Repeating the old folly
The low-profile National Sports Council is now back on a high- voltage mission to raise funds for the country's sports activities. By the end of the campaign in 2008, the council expects to raise Rp 100 billion (US$7.14 million).
After bitter experiences in the same effort for many years, which were often marked by public protests, the council and the government decided last year that the best way to finance sports events and development was through involving the public.
The decision was made against the backdrop of the corruption scandal in the fund-raising campaign for the 19th Southeast Asia (SEA) Games last year. Telephone, water and electricity users, airplane passengers and car owners, who had been forced by the authorities to buy stickers in the name of fund-raising activities, were deeply dismayed by the shameful sham, which remains under police investigation.

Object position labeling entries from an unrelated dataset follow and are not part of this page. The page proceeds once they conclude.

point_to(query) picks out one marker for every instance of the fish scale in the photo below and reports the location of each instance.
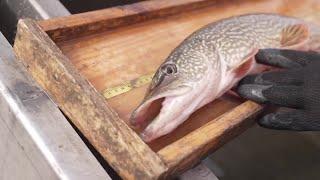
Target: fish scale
(211, 61)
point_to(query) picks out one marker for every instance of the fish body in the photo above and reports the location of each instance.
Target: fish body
(212, 60)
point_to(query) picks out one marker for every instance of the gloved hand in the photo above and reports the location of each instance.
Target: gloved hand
(297, 86)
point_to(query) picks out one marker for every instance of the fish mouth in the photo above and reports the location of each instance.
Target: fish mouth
(156, 113)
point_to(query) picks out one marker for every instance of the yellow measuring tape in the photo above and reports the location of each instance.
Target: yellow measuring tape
(127, 86)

And still fresh in the people's minds is the 1993 abolishment of the controversial SDSB government-sponsored national lottery at the hands of all sections of society in a campaign spearheaded by Moslem leaders.
The protest against SDSB, and the lottery preceding it, had dragged on for many years because the authorities had turned a deaf ear to the public's objections. The people only won the war after a change in the situation which gave Moslems more political muscle.
According to the newly introduced program, dubbed the Sports Awareness Campaign, funds will be raised through selling numbered coupons, costing Rp 5,000. The council's use of "lottery" to describe the scheme does not appear to be a slip of the tongue because the nature of the venture is just that.
The trouble is that it is not easy, at least for the council officials, to pinpoint the difference between a lottery and gambling, which is against Islamic law. In the past, including when SDSB was buried, many agreed that if some venture tempts people to try to win a huge sum by paying a little, then it is gambling. It sells but a dream, and in the past was guilty of victimizing many less educated members of society.
The Indonesian Ulemas Council appears to share the same opinion as it declared its opposition to the council's new venture on Monday. The statement may ring the death knell for the scheme before it even started. And combined with this is the testimony of several sports event organizers, who have vouched that it is almost impossible to draw 100,000 spectators a year to local sports events, even when they are free of charge.
We fully understand the council's sincerity in its effort to improve the nation's achievements in sports, still comparatively low in Asia. But the idea to raise funds through the public in the midst of the economic collapse would be taxing on already poor Indonesians.
The council apparently needs to get in touch with what the majority of people are feeling -- its fund-raising concept would be tantamount to taxing the overburdened public. Besides, our people are still haunted by the lack of transparency in the management of the council's past fund-raising activities, so infested with greedy manipulators.
There might be those who welcome the lottery because they dream of buying a Rp 26.5 billion mansion in an idyllic area of East Jakarta, but we are not supposed to repeat our ugly history. Not in a more disastrous way.